Prosesi utama yaitu ijab qobul dilakukan pada tanggal 17 Oktober 2011 di Masjid Panepen Keraton Ngayogyakarta Hadiningrat. Ijab qabul dipimpin Raja Keraton Ngayogyakarta Hadiningrat Sri Sultan Hamengku Buwono X selaku wali nikah Gusti Kanjeng Ratu (GKR) Bendara. Prosesi ijab qobul ini berjalan lancar. Meskipun berasal dari Lampung dan tidak terbiasa berbahasa Jawa, Yudanegara lancar mengucapkan ijab qabul. Prosesi ijab qabul di Masjid Panepen disaksikan abdi dalem kaji, penghulu keraton, petugas dari Kantor Urusan Agama (KUA) Kecamatan Kraton, dan keluarga keraton. Setelah ijab qabul, prosesi pernikahan GKR Bendara dengan KPH Yudanegara akan dilanjutkan dengan ritual "panggih" pengantin di Bangsal Kencana dan kirab pengantin untuk mengenalkan pasangan pengantin kepada masyarakat Yogyakarta. Kirab pengantin ini dilaksanankan pada hari ketiga hajatan pernikahan yaitu tanggal 18 Oktober 2011. Kedua pengantin diarak dari Keraton Yogyakarta menuju Kepatihan menggunakan Kereta Kanjeng Kyai Jutayu. Kereta pengantin diiringi oleh kereta-kereta lain yang membawa kerabat serta prajurit keraton dan kereta khusus yang mengangkut para penari yang akan tampil di hadapan tamu undangan di Kepatihan.Rute perjalanan kirab ini dipenuhi ribuan warga Yogyakarta yang sangat antusias melihat dari dekat pasangan pengantin, putri Rja Keraton Yogyakarta tersebut.

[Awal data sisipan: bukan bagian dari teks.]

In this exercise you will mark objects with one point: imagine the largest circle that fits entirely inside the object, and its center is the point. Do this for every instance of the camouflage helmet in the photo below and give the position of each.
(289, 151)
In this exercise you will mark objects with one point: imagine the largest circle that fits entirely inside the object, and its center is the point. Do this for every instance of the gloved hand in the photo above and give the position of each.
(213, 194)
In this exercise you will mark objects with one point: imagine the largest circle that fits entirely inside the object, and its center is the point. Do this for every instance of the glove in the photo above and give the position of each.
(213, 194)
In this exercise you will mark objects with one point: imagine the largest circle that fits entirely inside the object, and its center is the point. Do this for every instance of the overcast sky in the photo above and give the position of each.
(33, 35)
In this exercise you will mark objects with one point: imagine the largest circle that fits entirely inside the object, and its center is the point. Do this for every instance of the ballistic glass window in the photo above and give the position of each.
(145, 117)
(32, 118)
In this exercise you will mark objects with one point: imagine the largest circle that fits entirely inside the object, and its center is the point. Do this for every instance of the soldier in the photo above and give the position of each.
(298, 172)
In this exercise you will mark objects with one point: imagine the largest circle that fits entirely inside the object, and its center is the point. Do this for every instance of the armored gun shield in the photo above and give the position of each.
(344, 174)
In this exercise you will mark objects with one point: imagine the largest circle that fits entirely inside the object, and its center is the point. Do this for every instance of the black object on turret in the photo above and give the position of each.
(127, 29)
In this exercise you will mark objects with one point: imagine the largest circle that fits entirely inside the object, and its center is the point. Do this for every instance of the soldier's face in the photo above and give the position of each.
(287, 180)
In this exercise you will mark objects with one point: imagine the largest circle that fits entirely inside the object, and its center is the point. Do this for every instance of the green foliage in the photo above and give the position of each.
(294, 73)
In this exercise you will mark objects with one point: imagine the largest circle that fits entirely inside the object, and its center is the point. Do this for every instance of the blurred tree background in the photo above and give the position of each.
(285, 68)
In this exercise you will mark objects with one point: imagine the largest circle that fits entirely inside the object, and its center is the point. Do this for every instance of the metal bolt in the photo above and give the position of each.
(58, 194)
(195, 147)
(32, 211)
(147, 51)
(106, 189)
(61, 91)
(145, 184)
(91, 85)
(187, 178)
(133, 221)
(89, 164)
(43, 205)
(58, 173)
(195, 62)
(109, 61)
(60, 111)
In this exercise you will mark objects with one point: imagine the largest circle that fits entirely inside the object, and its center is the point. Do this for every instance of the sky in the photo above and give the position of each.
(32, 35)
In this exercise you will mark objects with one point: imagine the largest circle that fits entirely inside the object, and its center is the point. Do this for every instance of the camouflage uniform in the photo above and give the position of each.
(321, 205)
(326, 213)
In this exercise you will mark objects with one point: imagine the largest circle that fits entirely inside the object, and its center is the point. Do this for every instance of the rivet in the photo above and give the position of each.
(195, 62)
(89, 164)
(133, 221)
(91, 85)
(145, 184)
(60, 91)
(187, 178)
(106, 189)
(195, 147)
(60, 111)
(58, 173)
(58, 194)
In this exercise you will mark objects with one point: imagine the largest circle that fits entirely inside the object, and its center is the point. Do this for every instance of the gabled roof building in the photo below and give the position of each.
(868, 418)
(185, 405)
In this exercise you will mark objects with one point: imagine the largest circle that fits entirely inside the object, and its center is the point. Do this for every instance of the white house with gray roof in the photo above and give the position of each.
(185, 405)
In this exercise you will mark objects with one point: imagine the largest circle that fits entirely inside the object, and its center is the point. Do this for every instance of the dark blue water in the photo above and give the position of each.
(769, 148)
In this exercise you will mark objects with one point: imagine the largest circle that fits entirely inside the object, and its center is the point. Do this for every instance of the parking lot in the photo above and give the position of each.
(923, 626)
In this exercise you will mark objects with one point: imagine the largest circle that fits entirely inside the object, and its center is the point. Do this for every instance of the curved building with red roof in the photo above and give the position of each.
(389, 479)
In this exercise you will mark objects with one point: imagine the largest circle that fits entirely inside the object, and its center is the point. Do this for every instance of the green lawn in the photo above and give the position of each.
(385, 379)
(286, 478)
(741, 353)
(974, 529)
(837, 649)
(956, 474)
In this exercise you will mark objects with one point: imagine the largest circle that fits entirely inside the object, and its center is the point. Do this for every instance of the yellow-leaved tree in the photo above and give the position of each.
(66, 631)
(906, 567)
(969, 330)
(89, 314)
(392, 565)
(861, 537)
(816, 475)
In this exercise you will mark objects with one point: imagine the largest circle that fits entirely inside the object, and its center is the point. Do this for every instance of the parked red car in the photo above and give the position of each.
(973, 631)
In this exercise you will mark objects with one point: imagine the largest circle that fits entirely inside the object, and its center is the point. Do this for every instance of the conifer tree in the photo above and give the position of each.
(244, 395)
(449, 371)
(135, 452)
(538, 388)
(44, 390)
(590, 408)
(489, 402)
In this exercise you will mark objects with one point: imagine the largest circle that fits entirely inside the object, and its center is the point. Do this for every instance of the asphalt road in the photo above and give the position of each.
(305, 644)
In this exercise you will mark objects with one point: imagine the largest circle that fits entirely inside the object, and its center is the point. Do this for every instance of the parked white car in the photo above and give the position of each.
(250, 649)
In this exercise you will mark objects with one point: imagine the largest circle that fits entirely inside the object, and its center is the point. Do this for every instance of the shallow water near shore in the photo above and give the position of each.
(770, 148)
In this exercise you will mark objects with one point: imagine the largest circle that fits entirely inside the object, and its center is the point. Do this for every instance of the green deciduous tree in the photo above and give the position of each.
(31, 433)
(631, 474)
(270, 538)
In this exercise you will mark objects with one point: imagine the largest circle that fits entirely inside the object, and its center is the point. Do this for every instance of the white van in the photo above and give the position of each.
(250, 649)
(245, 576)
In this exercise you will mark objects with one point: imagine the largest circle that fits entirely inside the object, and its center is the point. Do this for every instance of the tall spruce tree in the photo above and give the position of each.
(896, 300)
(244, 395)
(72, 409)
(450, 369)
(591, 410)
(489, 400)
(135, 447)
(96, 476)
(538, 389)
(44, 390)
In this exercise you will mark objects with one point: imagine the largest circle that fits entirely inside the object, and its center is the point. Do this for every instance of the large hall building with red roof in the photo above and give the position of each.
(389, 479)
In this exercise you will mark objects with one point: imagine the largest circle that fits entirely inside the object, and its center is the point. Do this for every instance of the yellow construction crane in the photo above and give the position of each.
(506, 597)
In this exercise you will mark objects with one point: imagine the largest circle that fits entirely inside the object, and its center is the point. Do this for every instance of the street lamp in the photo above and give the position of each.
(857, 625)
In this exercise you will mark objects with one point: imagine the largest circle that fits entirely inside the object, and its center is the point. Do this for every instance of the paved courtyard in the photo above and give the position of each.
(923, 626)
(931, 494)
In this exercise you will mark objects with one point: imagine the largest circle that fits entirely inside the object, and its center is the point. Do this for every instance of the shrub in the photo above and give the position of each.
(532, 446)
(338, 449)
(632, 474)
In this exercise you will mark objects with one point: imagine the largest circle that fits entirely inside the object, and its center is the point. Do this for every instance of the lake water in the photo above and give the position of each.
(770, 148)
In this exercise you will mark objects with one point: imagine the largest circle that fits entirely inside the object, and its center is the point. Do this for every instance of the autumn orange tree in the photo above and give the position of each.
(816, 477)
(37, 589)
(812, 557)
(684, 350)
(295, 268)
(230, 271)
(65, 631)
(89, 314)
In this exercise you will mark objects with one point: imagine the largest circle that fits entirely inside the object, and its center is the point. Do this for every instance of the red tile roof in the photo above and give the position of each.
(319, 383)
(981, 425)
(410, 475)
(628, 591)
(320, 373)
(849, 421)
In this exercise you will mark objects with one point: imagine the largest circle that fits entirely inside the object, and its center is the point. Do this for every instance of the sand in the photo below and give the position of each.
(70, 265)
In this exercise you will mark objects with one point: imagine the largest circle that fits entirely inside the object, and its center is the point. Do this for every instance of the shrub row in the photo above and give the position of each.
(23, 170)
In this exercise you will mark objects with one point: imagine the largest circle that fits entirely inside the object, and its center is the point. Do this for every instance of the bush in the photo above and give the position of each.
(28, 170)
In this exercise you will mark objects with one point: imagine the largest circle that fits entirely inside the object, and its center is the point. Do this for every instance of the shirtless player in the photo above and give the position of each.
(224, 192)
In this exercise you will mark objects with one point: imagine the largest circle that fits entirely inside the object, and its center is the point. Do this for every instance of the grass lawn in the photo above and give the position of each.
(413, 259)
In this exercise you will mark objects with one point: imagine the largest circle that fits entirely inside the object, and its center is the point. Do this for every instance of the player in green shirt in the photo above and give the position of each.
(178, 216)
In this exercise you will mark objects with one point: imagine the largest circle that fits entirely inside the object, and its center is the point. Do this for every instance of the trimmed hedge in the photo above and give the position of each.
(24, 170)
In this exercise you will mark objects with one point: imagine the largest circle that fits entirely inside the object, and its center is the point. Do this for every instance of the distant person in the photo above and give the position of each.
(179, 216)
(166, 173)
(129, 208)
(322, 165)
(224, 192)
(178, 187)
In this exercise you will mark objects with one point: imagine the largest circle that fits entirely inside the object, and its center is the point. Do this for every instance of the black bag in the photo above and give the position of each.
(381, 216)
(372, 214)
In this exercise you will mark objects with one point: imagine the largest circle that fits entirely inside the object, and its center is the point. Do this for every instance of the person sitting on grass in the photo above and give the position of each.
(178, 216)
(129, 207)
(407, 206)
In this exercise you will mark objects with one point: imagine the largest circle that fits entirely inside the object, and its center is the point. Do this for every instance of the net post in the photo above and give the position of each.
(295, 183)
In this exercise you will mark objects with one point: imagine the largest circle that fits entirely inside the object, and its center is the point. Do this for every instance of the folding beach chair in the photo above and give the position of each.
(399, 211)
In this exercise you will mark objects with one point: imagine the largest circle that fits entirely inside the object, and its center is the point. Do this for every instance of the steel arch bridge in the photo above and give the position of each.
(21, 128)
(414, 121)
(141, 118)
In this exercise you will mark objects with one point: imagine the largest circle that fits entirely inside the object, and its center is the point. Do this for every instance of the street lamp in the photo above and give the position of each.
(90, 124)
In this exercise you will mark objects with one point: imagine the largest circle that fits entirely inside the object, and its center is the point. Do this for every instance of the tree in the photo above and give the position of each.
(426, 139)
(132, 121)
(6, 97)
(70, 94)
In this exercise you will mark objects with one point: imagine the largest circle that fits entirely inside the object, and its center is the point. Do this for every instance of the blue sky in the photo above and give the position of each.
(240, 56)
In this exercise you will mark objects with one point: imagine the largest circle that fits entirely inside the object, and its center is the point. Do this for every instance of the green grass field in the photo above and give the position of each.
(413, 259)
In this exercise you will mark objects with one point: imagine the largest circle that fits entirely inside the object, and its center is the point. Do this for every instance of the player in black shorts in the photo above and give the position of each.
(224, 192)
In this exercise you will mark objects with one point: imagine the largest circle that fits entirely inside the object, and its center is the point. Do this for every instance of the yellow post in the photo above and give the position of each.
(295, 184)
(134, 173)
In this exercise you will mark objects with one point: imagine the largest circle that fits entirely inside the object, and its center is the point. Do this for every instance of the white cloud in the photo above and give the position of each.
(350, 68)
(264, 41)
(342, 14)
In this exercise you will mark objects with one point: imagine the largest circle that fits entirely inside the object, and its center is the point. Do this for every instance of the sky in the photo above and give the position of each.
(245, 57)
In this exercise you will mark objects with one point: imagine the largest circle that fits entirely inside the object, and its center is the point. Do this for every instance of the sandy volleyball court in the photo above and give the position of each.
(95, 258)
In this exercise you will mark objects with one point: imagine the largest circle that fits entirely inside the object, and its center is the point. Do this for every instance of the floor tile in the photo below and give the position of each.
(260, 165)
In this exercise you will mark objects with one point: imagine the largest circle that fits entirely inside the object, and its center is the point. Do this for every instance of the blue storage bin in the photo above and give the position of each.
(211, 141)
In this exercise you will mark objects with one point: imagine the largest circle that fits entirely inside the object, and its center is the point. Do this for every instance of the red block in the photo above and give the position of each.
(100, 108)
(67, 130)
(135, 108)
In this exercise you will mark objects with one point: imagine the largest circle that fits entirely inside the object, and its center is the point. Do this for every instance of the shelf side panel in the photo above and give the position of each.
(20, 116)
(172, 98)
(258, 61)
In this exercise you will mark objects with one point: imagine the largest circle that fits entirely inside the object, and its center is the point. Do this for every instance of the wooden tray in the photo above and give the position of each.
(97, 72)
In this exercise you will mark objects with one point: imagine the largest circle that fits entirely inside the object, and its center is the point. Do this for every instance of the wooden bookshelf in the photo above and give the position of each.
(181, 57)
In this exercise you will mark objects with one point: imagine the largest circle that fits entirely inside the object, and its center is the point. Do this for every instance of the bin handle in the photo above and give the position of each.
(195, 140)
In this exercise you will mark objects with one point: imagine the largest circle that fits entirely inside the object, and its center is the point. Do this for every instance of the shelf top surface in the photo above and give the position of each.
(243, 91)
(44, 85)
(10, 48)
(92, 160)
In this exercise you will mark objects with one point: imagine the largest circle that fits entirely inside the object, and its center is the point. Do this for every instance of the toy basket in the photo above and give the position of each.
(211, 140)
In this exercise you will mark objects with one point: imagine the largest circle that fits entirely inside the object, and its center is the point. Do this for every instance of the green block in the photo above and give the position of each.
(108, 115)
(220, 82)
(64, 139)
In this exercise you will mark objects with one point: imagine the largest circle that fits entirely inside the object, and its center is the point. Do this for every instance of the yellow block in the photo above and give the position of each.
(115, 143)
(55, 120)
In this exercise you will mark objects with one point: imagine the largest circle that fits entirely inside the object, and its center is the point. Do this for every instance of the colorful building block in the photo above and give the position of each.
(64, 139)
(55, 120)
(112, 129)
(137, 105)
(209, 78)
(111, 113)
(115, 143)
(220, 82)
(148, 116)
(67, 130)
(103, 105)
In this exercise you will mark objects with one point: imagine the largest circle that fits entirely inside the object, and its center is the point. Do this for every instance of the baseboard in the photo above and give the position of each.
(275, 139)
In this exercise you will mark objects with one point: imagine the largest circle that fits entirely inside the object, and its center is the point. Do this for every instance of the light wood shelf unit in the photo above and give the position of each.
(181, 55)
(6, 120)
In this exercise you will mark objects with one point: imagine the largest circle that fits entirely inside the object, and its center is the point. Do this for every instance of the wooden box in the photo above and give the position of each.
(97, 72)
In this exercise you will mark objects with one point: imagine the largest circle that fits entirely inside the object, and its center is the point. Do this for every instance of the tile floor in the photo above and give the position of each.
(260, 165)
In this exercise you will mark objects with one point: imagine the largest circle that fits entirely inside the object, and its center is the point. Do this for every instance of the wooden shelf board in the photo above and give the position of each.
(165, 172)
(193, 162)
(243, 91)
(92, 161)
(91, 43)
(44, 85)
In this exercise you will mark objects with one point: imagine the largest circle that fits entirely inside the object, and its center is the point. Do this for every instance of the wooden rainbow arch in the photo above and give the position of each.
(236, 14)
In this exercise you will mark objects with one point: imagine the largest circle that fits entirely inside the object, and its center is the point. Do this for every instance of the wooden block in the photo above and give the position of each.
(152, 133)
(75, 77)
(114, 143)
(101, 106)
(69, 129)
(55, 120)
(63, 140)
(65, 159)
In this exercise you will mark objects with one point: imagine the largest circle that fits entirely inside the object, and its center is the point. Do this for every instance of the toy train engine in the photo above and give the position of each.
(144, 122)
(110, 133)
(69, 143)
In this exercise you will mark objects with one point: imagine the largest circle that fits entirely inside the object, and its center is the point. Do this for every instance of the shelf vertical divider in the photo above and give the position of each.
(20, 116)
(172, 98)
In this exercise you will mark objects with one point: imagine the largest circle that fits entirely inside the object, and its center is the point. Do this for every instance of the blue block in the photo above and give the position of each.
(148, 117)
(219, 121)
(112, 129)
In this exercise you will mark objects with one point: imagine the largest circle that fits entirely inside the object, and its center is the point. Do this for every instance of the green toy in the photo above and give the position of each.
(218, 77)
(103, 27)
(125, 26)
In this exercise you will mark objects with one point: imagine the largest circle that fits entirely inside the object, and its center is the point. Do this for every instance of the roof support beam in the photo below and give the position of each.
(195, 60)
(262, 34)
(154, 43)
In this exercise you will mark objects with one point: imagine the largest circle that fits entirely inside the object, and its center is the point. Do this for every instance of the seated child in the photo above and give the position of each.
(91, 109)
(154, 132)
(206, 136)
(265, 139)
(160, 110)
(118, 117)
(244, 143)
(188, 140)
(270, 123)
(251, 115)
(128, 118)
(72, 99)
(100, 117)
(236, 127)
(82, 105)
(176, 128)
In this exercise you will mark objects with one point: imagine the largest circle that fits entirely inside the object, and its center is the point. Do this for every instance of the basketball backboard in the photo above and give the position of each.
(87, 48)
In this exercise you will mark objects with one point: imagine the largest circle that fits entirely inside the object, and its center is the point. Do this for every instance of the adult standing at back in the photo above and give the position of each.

Pernikahan putra Raja Keraton Yogyakarta merupakan peristiwa langka. Sebab, sesuai tradisi keraton, hanya putra dan putri raja saja yang berhak menyelenggarakan pernikahan di dalam kompleks Keraton Yogyakarta.Karena itu, momen peristiwa pernikahan putri bungsu Sultan ini diharapkan mampu menjadi magnet pariwisata di Kota Yogyakarta sekaligus sarana pelestarian adat istiadat. Tak dipungkiri, keraton hingga saat ini masih menjadi tujuan wisata favorit Kota Yogyakarta, baik bagi wisatawan domestik maupun mancanegara.Tidak ingin melewatkan peristiwa bersejarah ini, Keraton Yogyakarta sendiri membentuk panitia inti berjumlah 100 orang untuk mempersiapkan seluruh prosesi pernikahan itu. Mereka telah mulai bekerja sejak Juli 2011 lalu.Fungsi politik Keraton Yogyakarta memang telah hilang sejak puluhan tahun lalu. Meski demikian, adat istiadat serta aura kejayaan kerajaan ini masih terasa kuat hingga sekarang. Bahkan, Sultan sendiri sampai saat ini masih dipercaya masyarakat Yogyakarta untuk menjadi Gubernur DIY. Bulan ini, Yogyakarta akan menjadi saksi perhelatan budaya. Diharapkan, peristiwa ini tidak berhenti pada kemeriahan pesta pora belaka, tetapi benar-benar menjadi momen sejarah tradisi Keraton Yogyakarta yang hidup.